Neuropsychiatric Disorders
Similarly to research on learning, anxiety, and navigation, the study of brain disorders still has much to gain from circuit-level experiments. Some of the reviewed articles are within the framework of schizophrenia (Lewis and O’Donnell, 2000; Kiss et al., 2011a,b; Zimmerman and Grace, 2016), and future research may build upon them. Kiss et al. (2011a,b) report that systemic administration of a psychotomimetic drug (MK-801, NMDA receptor antagonist) disrupts CA1/sub-mPFC electrical recruitment and urethane-driven delta oscillations. Of note, intra-MD (but not intra-mPFC) MK-801 culminated in the same effects, suggesting that hippocampal-prefrontal alterations in psychosis may be partially downstream from thalamic dysfunctions. Consistently, the co-participation of these circuits in human schizophrenia has been reviewed by many authors (e.g., Lisman, 2012; Pergola et al., 2015; Sigurdsson and Duvarci, 2016; Parnaudeau et al., 2018); among the non-behavioral symptoms that predict the transition to schizophrenia is the decreased thalamo-prefrontal functional connectivity, and the increased hippocampal metabolism. Other factors are also implicated by the rodent literature we reviewed, including dysfunctional dopaminergic modulation of the mPFC and its afferents (Lewis and O’Donnell, 2000), and the Re thalamic role in such dysfunction (Zimmerman and Grace, 2016). These studies, along with Kiss et al. (2011a,b), point to several lines of research. In fact, these electrophysiological data are from anesthetized recordings. Thus, opportunities exist for evaluating hippocampal-prefrontal-thalamic subcircuits in rodents with both schizophrenia-like symptoms and chronic implants. Symptom induction methods could range from the perturbation of fetal or adolescent development (e.g., mitotoxin injection during pregnancy, and repeated exposure to cannabinoids) to genetic models (e.g., 22q11.2 microdeletion, and mutations in the DISC1 gene). Once adults, subjects could be examined for open-field locomotion, novel object recognition, or maze performance (Figure 6), among other behavioral tests used in conjunction with animal models of schizophrenia (Ruggiero et al., 2017).
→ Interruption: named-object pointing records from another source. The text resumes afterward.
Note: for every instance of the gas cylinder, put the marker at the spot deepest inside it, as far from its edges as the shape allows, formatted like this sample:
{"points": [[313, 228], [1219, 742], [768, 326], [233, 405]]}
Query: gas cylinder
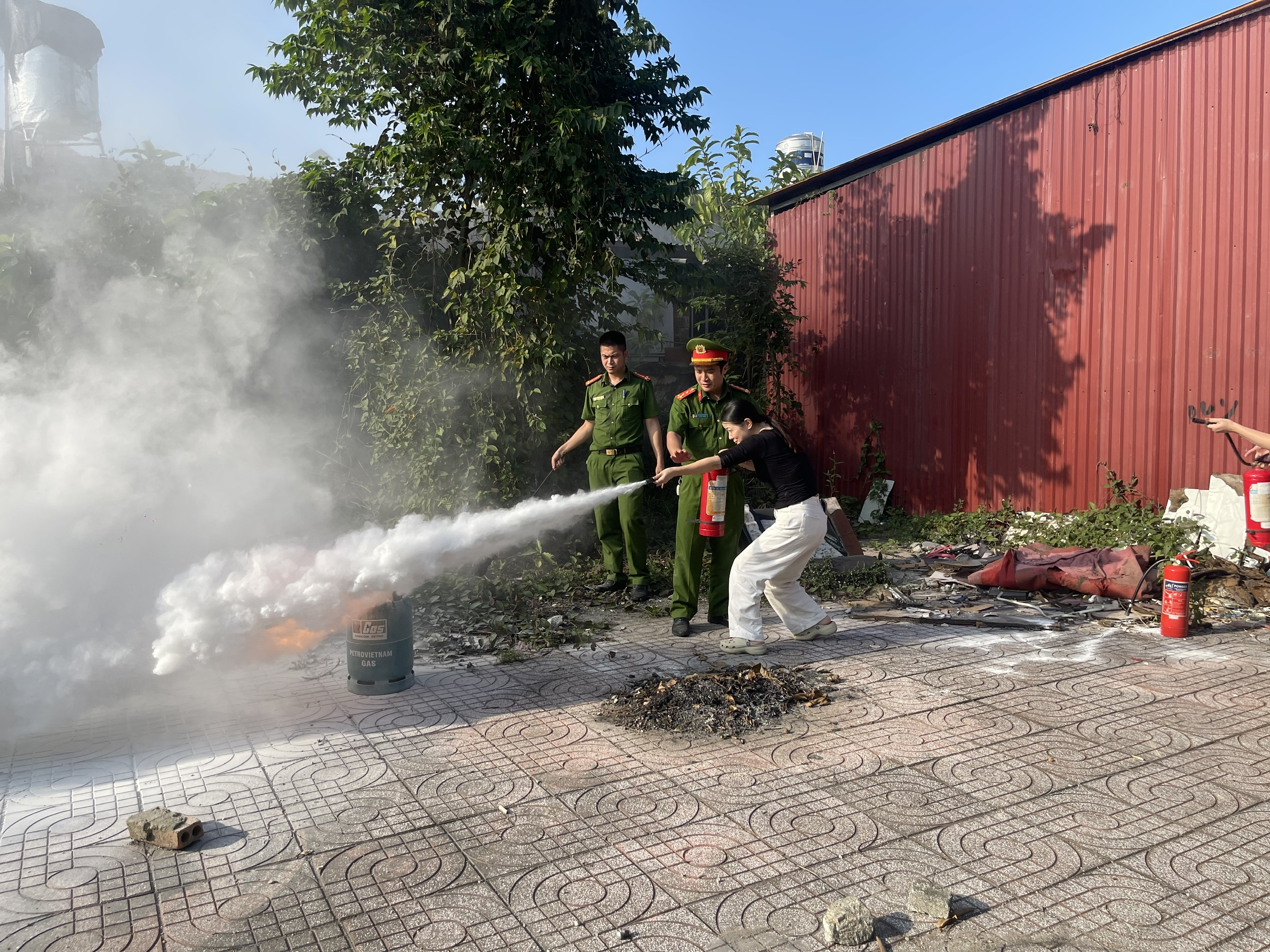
{"points": [[1257, 507], [381, 649], [714, 503], [1175, 611]]}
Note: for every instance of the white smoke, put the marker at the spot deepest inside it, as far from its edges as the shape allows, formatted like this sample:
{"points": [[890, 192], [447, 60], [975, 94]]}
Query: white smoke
{"points": [[144, 422], [225, 602]]}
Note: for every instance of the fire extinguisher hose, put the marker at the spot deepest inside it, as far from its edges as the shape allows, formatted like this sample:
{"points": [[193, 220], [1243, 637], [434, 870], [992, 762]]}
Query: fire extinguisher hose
{"points": [[1184, 556]]}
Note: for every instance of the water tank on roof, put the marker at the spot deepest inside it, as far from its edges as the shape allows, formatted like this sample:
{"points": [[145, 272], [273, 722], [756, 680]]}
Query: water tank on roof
{"points": [[53, 94], [806, 149]]}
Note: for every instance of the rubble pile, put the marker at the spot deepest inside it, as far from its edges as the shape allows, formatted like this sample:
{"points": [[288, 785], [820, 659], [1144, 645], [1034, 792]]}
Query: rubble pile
{"points": [[729, 702], [930, 584], [1232, 590]]}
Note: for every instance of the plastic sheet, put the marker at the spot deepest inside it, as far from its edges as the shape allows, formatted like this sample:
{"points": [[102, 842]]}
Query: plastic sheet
{"points": [[1113, 573]]}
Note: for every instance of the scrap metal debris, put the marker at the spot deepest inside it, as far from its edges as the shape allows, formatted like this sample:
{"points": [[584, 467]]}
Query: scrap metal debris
{"points": [[729, 702]]}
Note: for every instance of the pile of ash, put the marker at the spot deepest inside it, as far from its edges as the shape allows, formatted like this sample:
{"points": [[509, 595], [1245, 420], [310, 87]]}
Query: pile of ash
{"points": [[729, 702]]}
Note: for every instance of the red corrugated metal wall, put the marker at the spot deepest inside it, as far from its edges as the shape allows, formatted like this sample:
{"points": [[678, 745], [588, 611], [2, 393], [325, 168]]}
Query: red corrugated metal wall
{"points": [[1032, 298]]}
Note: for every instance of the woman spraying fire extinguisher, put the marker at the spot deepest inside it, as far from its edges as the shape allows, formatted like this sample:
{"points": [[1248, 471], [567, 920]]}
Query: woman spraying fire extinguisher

The study of seizure propagation could also benefit from circuit-level approaches like those discussed here. Thalamic nuclei can be manipulated for alleviating different forms of pharmacoresistant epilepsy, as suggested by clinical (Osorio et al., 2007) and experimental (Paz et al., 2013) developments in closed-loop deep brain stimulation. Temporal lobe epilepsy, however, is yet to be systematically investigated in this sense. According to two reviewed studies (Sloan et al., 2011a,b) and other publications from the same group (e.g., Bertram, 2014; Zhang and Bertram, 2015), limbic thalamic nuclei are able to amplify seizures from the temporal HF toward the PFC. Thus, closed-loop interfaces involving these thalamic nuclei could be used during the chronic phase of experimental epilepsy, for example after pharmacological or electrical induction of status epilepticus in rodents (Kandratavicius et al., 2014). The efficacy of seizure suppression could then be evaluated through electrophysiological and behavioral analyses. Moreover, the same epileptic subjects could be examined for their interictal behavior, and their propensity to develop comorbid behavioral alterations. For instance, assessing working memory, open-field locomotion, and sensorimotor gating in between seizure monitoring sessions (as in Wolf et al., 2016) could shed light on the long-term consequences of seizures on PFC neural activity (Figure 6). As previously reviewed (Kandratavicius et al., 2012), the cognitive and psychotic comorbidities of temporal lobe epilepsy may derive from hippocampal hyperexcitability, disinhibition of mesolimbic dopamine neurons (Lodge and Grace, 2007; Cifelli and Grace, 2012), and downstream perturbations to extra-temporal circuits, including thalamic-prefrontal loops. Also, seizure incidence has been linked to aberrant innervation from the thalamic reticular nucleus to the midline thalamus (Wolf et al., 2016). This implicates the GABA-driven modes of thalamocortical activity (especially burst firing) in temporal lobe epilepsy, in addition to absence epilepsy (Steriade, 2005). Therefore, seizures are associated with anatomically distributed neurophysiological abnormalities, which deserves further assessment within the hippocampal-prefrontal-thalamic scope.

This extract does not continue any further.